O mundo do trabalho passou a girar em torno da
produção. O indivíduo era um grande recurso, tendo sua existência reduzida à
atividade laboral, o animal laborans, nas palavras da
filósofa Hannah Arednt: um sujeito que vive para trabalhar.
Este universo onde o trabalho é onipresente e a
produção é tudo o que importa, gerou uma sociedade coisificada e consumista,
que atingiu o ápice na sociedade norte-americana pós-guerra, rica em dinheiro e
com fome insaciável de adquirir produtos. Consolidava-se, assim, a sociedade do
Ter,
nas palavras de Erich Fromm.

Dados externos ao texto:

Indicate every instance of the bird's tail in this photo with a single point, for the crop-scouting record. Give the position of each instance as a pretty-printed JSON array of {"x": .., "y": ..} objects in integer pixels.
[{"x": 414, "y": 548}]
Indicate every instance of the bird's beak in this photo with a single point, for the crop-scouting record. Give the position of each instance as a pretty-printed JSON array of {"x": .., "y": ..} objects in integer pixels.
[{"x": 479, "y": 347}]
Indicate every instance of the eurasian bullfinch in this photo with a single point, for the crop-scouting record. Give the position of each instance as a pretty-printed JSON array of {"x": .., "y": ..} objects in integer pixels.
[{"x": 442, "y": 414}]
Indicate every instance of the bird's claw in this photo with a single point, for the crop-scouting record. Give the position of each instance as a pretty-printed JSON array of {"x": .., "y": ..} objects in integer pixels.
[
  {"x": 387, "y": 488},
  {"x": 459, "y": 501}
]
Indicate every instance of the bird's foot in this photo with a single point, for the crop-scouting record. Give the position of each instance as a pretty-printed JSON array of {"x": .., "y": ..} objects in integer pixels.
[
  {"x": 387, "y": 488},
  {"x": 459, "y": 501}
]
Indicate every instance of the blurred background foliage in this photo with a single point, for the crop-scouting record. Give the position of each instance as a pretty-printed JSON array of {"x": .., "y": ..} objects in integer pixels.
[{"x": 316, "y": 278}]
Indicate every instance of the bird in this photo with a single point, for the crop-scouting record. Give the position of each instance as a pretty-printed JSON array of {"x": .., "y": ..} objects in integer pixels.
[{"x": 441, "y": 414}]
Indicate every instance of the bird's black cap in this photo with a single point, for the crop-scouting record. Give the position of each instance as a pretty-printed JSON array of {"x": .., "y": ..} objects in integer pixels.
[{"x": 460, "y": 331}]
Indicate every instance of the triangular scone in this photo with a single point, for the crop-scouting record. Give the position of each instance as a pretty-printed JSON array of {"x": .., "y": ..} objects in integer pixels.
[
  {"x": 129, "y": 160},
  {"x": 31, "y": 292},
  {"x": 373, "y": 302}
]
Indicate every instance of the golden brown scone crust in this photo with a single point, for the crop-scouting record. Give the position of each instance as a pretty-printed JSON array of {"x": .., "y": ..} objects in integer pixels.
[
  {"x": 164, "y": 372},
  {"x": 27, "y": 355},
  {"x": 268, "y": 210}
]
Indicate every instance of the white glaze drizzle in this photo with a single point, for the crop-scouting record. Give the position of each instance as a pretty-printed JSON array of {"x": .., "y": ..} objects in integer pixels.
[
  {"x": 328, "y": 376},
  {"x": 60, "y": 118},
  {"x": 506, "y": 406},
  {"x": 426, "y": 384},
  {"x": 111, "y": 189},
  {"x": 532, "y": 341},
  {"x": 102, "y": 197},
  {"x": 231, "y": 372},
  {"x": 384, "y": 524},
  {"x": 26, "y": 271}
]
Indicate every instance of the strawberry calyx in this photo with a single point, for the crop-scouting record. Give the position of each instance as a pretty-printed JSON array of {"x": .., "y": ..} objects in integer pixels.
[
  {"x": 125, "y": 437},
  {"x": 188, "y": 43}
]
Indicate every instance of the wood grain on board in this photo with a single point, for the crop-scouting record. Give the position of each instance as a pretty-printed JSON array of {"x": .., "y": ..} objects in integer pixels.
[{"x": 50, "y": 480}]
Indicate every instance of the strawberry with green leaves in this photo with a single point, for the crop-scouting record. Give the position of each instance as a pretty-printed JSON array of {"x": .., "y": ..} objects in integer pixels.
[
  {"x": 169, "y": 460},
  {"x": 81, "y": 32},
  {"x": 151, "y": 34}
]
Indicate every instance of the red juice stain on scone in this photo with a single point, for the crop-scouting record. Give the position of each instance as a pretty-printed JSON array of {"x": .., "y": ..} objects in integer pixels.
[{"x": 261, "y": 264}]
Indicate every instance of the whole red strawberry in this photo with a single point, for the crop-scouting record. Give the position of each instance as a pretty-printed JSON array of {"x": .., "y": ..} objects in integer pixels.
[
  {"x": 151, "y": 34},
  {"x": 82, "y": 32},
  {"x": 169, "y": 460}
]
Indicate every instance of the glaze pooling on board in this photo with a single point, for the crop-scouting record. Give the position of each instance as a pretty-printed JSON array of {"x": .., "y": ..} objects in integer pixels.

Nela, o indivíduo se esvazia de sentido, se
desconecta do Todo e passa a ser uma bolha que se alimenta de coisas materiais.
Nesta concepção, a filosofia e a busca por uma vida sábia e plena torna-se
irrelevante e inútil.
A organização racional é concebida com uma
estrutura hierárquica, dividida em partes fechadas e hiper especializadas, com
uma dinâmica de relações meramente funcionais e burocráticas. Em pleno século
XXI, para o nosso assombro, a maioria das organizações ainda conserva este
formato, sustentado pelos mesmos pilares do século XIX. Nessas organizações
coisificadas não há espaço para o Ser, tudo o que vai além de produzir e
gerar mais lucro para seus donos não tem importância ou valor.
É necessário levar humanização às empresas, propor
significado e propósito, relações genuínas e transparentes, práticas éticas,
formação de líderes mais verdadeiros. Quando ouço “na nossa empresa não há
espaço para filosofar demais”, fico absolutamente inquieto, pois a filosofia
é prática: é o canal para acessar a sabedoria, que se concretiza em mundos
melhores.
Para reconciliar estes dois mundos separados pela
história, busco traduzir a sabedoria da filosofia em provocações e iniciativas
práticas, como:
- Propor
reflexões individuais e coletivas sobre o propósito e significado das
ações no trabalho. O porquê e para que fazemos as coisas;
- Formar
estruturas organizacionais planas, celulares, que se comunicam com
interdependência e maturidade, além da própria fronteira;
- Trazer
a ética como forma essencial de atuação da empresa e não como uma retórica
oca ou manipuladora;
- Conectar
a empresa com todos os seus stakeholders, explicitando sua
função social e sustentável;
- Olhar para a tecnologia como “recurso” e não fim em si mesma, limitando-a a um uso que trará mais consciência à organização.
Acredito que a
filosofia pode salvar as empresas do colapso, porque a sociedade do Ter
está se mostrando cada vez mais inviável, com o esgotamento de indivíduos,
sociedades e o planeta. Ao resgatar a sabedoria atemporal e perene, seremos
capazes de reinventar o mundo, conectando-nos a algo que nos transcende e nos
atrai ao mesmo tempo. Conseguiremos caminhar para o que Edgar Morin chama de humanismo
planetário: um olhar holístico no qual o Todo é a razão de ser das
partes. Neste ideal, o útil deixa de ser um fim em si mesmo, e
valores universais permeiam nossas sociedades e organizações.Divulgação
Mqnr
Utopia? Prefiro pensar que é destino, possível de
ser alcançado, desde que optemos por sermos mais filósofos.